Table of contents

Implementing security.txt

Domains where the Ministry of Justice (MoJ) is primarily responsible for cyber security shall redirect the /.well-known/security.txt location to the central security.txt file.

This redirection should be accessible from the public Internet whether or not the underlying applications or systems are. For example, https://test.not-production.justice.gov.uk may be a web-application requiring authentication, however https://test.not-production.justice.gov.uk/.well-known/security.txt should still be accessible without authentication.

security.txt

/.well-known/security.txt shall HTTP 301 (permanent redirect) to https://security-guidance.service.justice.gov.uk/.well-known/security.txt.

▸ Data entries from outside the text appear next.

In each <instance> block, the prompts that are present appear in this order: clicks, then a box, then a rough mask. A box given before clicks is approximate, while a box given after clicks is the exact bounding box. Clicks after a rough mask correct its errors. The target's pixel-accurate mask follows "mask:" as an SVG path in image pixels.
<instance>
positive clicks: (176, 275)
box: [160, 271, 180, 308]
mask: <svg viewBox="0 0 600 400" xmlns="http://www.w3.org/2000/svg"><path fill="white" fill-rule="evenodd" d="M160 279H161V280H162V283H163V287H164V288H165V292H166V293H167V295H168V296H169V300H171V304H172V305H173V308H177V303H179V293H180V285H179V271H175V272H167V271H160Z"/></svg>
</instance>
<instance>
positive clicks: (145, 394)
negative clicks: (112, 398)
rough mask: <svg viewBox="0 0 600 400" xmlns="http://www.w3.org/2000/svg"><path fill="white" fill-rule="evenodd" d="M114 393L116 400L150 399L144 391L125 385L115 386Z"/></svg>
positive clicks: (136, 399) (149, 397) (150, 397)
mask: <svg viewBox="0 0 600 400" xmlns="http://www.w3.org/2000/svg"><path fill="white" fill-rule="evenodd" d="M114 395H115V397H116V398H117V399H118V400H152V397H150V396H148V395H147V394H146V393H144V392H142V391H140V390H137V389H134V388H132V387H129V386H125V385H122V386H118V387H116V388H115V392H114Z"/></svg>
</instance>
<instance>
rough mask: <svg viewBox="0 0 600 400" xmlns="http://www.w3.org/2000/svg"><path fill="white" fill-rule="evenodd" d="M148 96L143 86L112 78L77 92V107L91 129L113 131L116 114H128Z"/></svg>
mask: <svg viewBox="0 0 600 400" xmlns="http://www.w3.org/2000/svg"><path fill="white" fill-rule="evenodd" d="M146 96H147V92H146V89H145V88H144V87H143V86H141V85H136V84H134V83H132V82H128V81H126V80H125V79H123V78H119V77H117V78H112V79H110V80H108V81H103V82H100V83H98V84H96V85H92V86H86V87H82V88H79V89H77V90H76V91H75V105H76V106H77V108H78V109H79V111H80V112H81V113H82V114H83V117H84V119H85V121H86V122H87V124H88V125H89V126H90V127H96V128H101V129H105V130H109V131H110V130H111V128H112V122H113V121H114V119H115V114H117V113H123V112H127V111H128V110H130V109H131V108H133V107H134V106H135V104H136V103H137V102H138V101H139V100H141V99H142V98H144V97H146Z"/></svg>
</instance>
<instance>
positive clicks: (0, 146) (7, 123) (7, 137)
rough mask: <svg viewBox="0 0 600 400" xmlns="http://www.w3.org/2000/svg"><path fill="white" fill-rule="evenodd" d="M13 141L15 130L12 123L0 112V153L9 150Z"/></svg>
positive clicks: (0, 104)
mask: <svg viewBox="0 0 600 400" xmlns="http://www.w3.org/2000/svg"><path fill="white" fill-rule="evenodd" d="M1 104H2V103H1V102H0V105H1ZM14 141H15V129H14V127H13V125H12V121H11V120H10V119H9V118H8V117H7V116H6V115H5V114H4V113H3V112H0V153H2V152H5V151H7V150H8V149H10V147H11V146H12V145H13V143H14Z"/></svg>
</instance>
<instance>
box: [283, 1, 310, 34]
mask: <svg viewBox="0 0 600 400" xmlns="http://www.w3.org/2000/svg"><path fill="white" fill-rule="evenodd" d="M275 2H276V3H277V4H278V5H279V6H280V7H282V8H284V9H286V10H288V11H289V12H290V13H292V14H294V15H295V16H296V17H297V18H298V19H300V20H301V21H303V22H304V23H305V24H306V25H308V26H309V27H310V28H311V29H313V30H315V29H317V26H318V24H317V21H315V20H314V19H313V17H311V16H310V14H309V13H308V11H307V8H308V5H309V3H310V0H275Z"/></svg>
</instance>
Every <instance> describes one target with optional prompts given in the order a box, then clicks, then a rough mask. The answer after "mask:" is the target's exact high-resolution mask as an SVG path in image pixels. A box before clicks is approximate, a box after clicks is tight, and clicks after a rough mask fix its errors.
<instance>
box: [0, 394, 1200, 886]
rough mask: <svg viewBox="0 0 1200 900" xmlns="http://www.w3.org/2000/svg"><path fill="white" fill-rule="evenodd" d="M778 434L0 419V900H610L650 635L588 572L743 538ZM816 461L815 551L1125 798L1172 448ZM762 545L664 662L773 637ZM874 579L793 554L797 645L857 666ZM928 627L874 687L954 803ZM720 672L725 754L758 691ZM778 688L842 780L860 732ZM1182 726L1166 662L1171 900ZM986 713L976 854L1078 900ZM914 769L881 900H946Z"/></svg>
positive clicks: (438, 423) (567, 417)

For example, https://www.prisonvisits.service.gov.uk/.well-known/security.txt shall HTTP 301 to https://security-guidance.service.justice.gov.uk/.well-known/security.txt.

/.well-known/

We use /.well-known/ to house security.txt as RFC5785 defines it as a path prefix for “well-known locations” in selected Uniform Resource Identifier (URI) schemes.

Internal-facing domains

Internal-facing domains resolvable from the public Internet (for example, intranet.justice.gov.uk is based on .gov.uk with a publicly routeable IP address) should also implement security.txt as described previously.

Non-production domains

Non-production domains resolvable from the public Internet (for example, a demonstration deployment of a MoJ digital service or prototype) should also implement security.txt as described previously.